W. J. Solha
Flávio e o Testamento de César
As previsões dos fatos humanos - como as de Marx - geralmente alteram os resultados previstos, e essa é a intenção deste texto
Quando Maranhão escolheu Flávio Tavares para subsecretariar a pasta da Cultura (que tem, realmente, de ter C maiúsculo, pois a Paraíba é a Paraíba), pensou, certamente, num modo de superar ou pelo menos equiparar-se a Cássio Cunha Lima no que foi, durante algum tempo, o ponto forte de sua administração. 2010 vem aí e tudo pesa, inclusive o zelo com que o ex-governador e sua primeira-dama trataram os artistas e artesãos. Digo isso com a isenção de quem jamais solicitou financiamento algum para o FIC - a lei Augusto dos Anjos - e nem é artesão. Só um nome como o de Flávio poderia, mesmo, fazer frente à marca poderosa deixada por Cida Lobo quando na direção da mesma subsecretaria.
Essa nomeação é uma tacada política cujo acerto teve somente outras duas equiparáveis, na história mais recente do estado: a de Luiz Carlos Vasconcelos e, agora, a de Walter Galvão, ambas feitas por Ricardo Coutinho, para presidentes da Funjope. E Ricardo Coutinho também será páreo duro - e bote duro nisso - para o governador, em 2010.
Mas pra que raios serve a Cultura, num estado com tantas outras prioridades? Essa é uma pergunta fora de propósito numa terra em que já brotaram, talvez como seu maior e mais surpreendente motivo de orgulho, gente feito Sivuca, Celso Furtado, Jackson do Pandeiro, Zé e Pedro Américo, os irmãos Lira, Augusto dos Anjos, Walter e Vladimir Carvalho, Elba e Zé Ramalho, Bráulio Tavares e Shiko, Eli-Eri Moura e Zé Lins, Oliveira de Panelas e Jessier Quirino, Chico César e Ariano Suassuna, Marcus Villar e Zé Dumont, Marcélia Cartaxo e Sérgio de Castro Pinto, além de José Nêumanne, Antonio Dias, Lacet, o maestro Siqueira, etc, etc, incluindo-se nesse rol o Flávio Tavares, o Luiz Carlos Vasconcelos e o Walter Galvão.

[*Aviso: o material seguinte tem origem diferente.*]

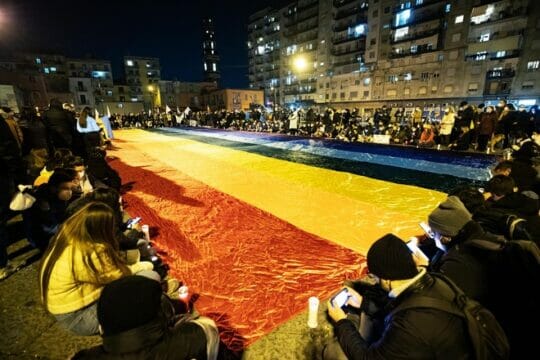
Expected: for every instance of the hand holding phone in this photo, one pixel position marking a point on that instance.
(133, 222)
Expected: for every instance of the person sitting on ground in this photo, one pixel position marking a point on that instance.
(42, 220)
(135, 322)
(427, 138)
(408, 334)
(503, 196)
(81, 259)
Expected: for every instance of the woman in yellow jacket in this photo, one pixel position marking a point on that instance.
(80, 260)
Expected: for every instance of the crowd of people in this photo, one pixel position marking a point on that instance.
(99, 273)
(468, 128)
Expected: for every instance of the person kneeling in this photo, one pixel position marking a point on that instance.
(136, 322)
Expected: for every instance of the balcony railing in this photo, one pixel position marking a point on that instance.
(423, 17)
(500, 74)
(417, 35)
(340, 26)
(340, 3)
(298, 30)
(502, 15)
(347, 12)
(352, 60)
(342, 39)
(421, 49)
(417, 6)
(359, 47)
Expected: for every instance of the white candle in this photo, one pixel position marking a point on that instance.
(313, 310)
(146, 231)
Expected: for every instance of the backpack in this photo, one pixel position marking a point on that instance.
(487, 337)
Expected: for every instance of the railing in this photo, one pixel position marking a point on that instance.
(340, 3)
(421, 49)
(416, 6)
(417, 35)
(500, 74)
(342, 39)
(358, 47)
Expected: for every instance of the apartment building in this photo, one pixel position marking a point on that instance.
(142, 75)
(360, 53)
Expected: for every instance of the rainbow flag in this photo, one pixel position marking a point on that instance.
(257, 223)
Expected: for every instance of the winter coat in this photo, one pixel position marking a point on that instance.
(416, 333)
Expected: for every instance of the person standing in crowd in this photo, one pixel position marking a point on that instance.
(82, 258)
(488, 122)
(13, 174)
(88, 128)
(447, 124)
(60, 125)
(413, 333)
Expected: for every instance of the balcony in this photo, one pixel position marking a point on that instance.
(423, 17)
(343, 39)
(482, 19)
(501, 74)
(297, 30)
(420, 49)
(360, 46)
(358, 19)
(348, 12)
(417, 35)
(425, 3)
(349, 61)
(340, 3)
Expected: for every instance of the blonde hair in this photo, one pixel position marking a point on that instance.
(93, 224)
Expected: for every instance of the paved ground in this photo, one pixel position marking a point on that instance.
(27, 331)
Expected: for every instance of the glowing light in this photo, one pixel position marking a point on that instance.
(300, 63)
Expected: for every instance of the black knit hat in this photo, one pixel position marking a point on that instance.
(128, 303)
(390, 259)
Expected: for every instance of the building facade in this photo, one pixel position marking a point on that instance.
(360, 53)
(142, 76)
(232, 99)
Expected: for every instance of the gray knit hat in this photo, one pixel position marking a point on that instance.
(449, 217)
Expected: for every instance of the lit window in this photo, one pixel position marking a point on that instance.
(533, 65)
(401, 32)
(403, 17)
(359, 30)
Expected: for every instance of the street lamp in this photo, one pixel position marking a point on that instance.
(151, 89)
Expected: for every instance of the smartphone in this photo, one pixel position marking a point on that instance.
(132, 222)
(427, 230)
(412, 244)
(340, 299)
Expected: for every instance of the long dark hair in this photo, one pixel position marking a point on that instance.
(90, 228)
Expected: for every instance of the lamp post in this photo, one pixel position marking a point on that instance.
(151, 89)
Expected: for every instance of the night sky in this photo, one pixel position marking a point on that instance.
(109, 29)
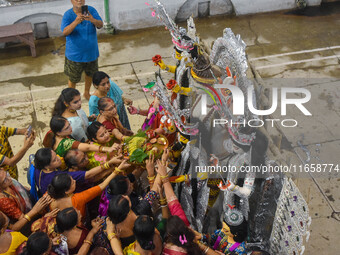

Tudo isso me ocorre porque na gestão anterior de Maranhão fui encarregado de lhe entregar - no Fenart - um abaixo-assinado de trezentos pintores, atores, cineastas, poetas, romancistas e dramaturgos do estado - artistas de João Pessoa a Cajazeiras - apresentando-lhe o projeto, do então deputado Ricardo Coutinho, da que seria a equivalente estadual à municipal Lei Viva Cultura - que o próprio Ricardo, vereador, criara nos tempos de Cícero Lucena - e vi Maranhão, de repente, antecipando-se a mim, dizer à platéia que tinha uma surpresa para a nossa classe: uma lei, sua, que iria nos deixar a todos muito felizes, pois garantia financiamentos a fundo perdido a todas as atividades em que nos esfalfávamos e graças as quais o estado tanto brilha. Foi muito aplaudido, mas entreguei-lhe, sempre, quando ele saía da sala, o documento de que era portador, sentindo que a lei - dele - era uma réplica do testamento de César, em branco, que Marco Antonio exibe enrolado ao povo de Roma, ante o cadáver do grande Júlio. Coisa pra Shakespeare. Que sabia tudo sobre Maquiavel.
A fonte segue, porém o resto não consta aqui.